Die christlichen Kirchen sehen sich zudem einem vielfältigen Markt unterschiedlichster Religionsanbieter gegenüber: Esoterikläden etwa finden sich mittlerweile in jeder deutschen Einkaufsmeile. Festgehalten werden muss auch: Der Anteil der Konfessionslosen in Deutschland und der Schweiz hat sich in den vergangenen vierzig Jahren fast verzehnfacht, was sich unter anderem in kontinuierlich sinkenden Tauf- und Konfirmationszahlen widerspiegelt.
Offenkundig ist auch, dass die Kirche an öffentlicher Bedeutung verloren hat. Dies lässt sich zum Beispiel in der Schweiz sehr deutlich beobachten: Politische Debatten, sei es zur Sterbehilfe, zur Asylpolitik oder zur Frage der Kernkraft werden ohne ausdrücklichen Bezug zu christlich-ethischen Werthaltungen geführt. Verschwiegen werden darf letztlich auch nicht: Es gibt (immer noch) viel Langweiliges und manche Biederkeit in der Alltagspraxis der Kirchen.

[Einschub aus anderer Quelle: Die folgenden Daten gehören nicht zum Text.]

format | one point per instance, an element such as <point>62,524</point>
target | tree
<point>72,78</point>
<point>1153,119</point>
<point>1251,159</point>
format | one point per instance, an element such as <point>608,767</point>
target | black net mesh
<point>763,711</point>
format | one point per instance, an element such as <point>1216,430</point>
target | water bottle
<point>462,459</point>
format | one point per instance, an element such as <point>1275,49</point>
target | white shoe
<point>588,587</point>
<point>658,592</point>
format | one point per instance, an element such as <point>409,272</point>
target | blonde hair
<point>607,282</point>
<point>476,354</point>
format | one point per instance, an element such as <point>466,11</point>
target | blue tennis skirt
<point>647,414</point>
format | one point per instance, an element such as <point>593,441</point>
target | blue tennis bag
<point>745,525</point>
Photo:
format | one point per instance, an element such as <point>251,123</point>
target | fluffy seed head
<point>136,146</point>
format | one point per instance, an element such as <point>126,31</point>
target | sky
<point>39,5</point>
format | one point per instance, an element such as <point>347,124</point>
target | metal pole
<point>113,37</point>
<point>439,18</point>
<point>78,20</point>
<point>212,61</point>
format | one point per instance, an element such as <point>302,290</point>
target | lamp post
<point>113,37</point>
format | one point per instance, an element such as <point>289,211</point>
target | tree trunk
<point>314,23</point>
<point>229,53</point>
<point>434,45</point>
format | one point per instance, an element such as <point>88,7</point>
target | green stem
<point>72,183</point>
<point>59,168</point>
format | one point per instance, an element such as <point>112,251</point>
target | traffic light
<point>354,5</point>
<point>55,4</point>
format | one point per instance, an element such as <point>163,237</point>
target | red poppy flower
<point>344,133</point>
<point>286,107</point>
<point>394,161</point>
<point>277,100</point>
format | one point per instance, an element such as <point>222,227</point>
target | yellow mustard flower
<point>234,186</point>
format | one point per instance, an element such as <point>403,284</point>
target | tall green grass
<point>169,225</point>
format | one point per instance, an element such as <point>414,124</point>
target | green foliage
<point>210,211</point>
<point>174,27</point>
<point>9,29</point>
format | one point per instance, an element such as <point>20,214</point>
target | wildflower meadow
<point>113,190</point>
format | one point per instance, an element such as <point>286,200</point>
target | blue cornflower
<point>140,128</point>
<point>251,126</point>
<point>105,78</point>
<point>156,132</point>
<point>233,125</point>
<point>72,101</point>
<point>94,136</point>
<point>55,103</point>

Doch wer die kirchliche Praxis näher unter die Lupe nimmt, entdeckt auch viel Gelingendes. Zum Beispiel neue, innovative Kirchenprojekte einzelner Gemeinden in Deutschland als Folge des von der Evangelischen Kirche angestossenen Reformprozesses «Kirche der Freiheit». Dabei reicht das Engagement von neuen Gottesdienstformen und kulturellen Angeboten bis hin zu diakonischem Handeln.
Ein weiteres Hoffnungszeichen ist die evangelische Jugendarbeit in Deutschland: Diese Form informeller religiöser Bildung erreicht jedes Jahr zehntausende junger Menschen. Darüber hinaus ist festzustellen, dass in den vergangenen zehn Jahren allein im deutschsprachigen Raum fast 150 neue Kinderbibeln erschienen sind – auch dies ein Zeichen, dass Eltern verstärkt nach Orientierung für ihre Kinder suchen. Zu verzeichnen ist daneben noch ein ganz neuer Schwung kirchlicher Kommunikation: Auf Twitter und Facebook findet Lebensbedeutsames in Echtzeit statt. In diesen neuen Medien steckt sicherlich noch viel ungenutztes Potenzial für neue Formen christlicher Gemeinschaft.
Es stellt sich also die Frage, wie sich gelingende Reformprojekte auch in anderen Kirchengemeinden implementieren lassen. In unserer universitären Feldforschung und Beratungstätigkeit stellen wir immer wieder fest, dass die Beharrungskräfte vor Ort oft grösser sind als die Energien zu einem Aufbruch.
Daher ermuntere ich die Verantwortlichen in den Gemeinden zu einer gehörigen Portion Mut, die eigenen Hoffnungspotenziale noch besser als bisher zu nutzen, aus der Prognose «kleiner, ärmer, älter» ein «erkennbarer, mutiger, jugendlicher» zu machen. Angesichts der vorhandenen Probleme in der Welt und der konkreten Nöte der Menschen hat die Gesellschaft geradezu ein Recht auf eine mutige Kirche.